Bill would change that. You could opt in to a do not share list and companies would no longer be able to sell your data. You might have to pay a small fee to be put on that list, but it would then protect your data. And if the company has lied about it in their annual reports to Congress, that would be mandatory at this point. Or reports to regulator, excuse me. Um, if they lied about it, they would go to jail and they would lose a lot of their profits. Isn’t that the way this should work? If a company lies about what they’re doing to you, if they’re putting your personal data up there on the auction block without your knowledge, and then they not only lie to you about it, but lie to regulators about it. Shouldn’t that person be in jail? Shouldn’t that person be made to be an example of what not to do?
And that’s what’s missing in this country right now. It’s been missing for decades. The example of what not to do, white collar criminals are rampant on Wall Street in the tech industry, in the oil industry, the fossil fuel industry, the chemical industry. We have seen nothing but criminal behavior from a lot of these CEOs and shareholders and executives, pharmaceutical companies too. They’re about the worst of the worst and the reason they continue engaging in this kind of criminal behavior, putting out a medication that they know is going to kill people, but also make them lots of money, dumping their toxins into a waterway, knowing they’re going to poison 40,000 people, but they don’t want to spend the money to properly get rid of it. None of those CEOs or executives who made those decisions ever went to prison, and what that does is it sends a message to everybody else that it’ll be okay.

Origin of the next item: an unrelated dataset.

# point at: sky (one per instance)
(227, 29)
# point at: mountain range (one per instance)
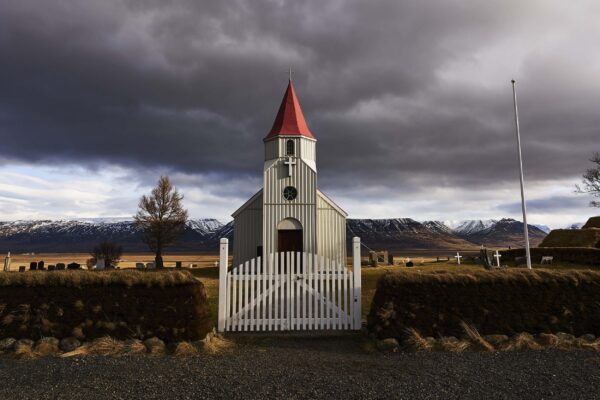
(202, 235)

You can afford the fine. You don’t have to worry about jail time and everybody’s going to be okay. It except of course all those people you gave cancer too who are dying slow, horrible, painful deaths. They’re not okay, but that’s not used. So what does it matter? Wydens. Bill seeks to change that. At least for the tech industry. There is no reason why any person on Capitol Hill should vote against this. This is about our privacy. This is about our data. This is about our livelihoods and if you’re one of those people who have had your data stolen and then had the deal with the fallout of that, the phone calls to credit card companies, getting them to cancel, change your numbers, you know, try and get your money back from a bank after your debit card number was stolen. I’ve been through that. It is hell. And anyone who’s gone through any of that understands the same thing. The companies that allowed this to happen, they need to see their CEO’s pushed out of their pit houses, pushed out of their mansions, pushed out of the board rooms and shoved in the back of a police car. Not to be seen again for the next 10 years.